Flowchart2Mermaid: A Vision-Language Model Powered System for Converting Flowcharts into Editable Diagram Code
Pritam Deka, Barry Devereux
TL;DR
Flowchart2Mermaid tackles the editability gap in flowcharts by converting images to Mermaid.js code via a vision-language model and enabling mixed-initiative refinement through inline, visual, and natural-language interactions. The system is designed as a lightweight, model-agnostic web app with a bidirectional code–diagram synchronization that supports real-time rendering, exports, and seamless integration with the Mermaid Live Editor. Key contributions include a unified editing interface, a structured prompting strategy for robust code generation, and a comprehensive evaluation using FlowVQA with both symbolic and high-level structural metrics.
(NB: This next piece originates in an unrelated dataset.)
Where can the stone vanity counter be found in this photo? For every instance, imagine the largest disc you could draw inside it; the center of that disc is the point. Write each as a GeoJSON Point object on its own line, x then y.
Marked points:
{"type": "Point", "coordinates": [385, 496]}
Empirical results show strong symbolic extraction and near-coherent global structure for large models, underscoring the method’s potential for producing editable, reproducible, and shareable flowcharts.
Abstract
Flowcharts are common tools for communicating processes but are often shared as static images that cannot be easily edited or reused. We present Flowchart2Mermaid, a lightweight web system that converts flowchart images into editable Mermaid.js code which is a markup language for visual workflows, using a detailed system prompt and vision-language models. The interface supports mixed-initiative refinement through inline text editing, drag-and-drop node insertion, and natural-language commands interpreted by an integrated AI assistant. Unlike prior image-to-diagram tools, our approach produces a structured, version-controllable textual representation that remains synchronized with the rendered diagram. We further introduce evaluation metrics to assess structural accuracy, flow correctness, syntax validity, and completeness across multiple models.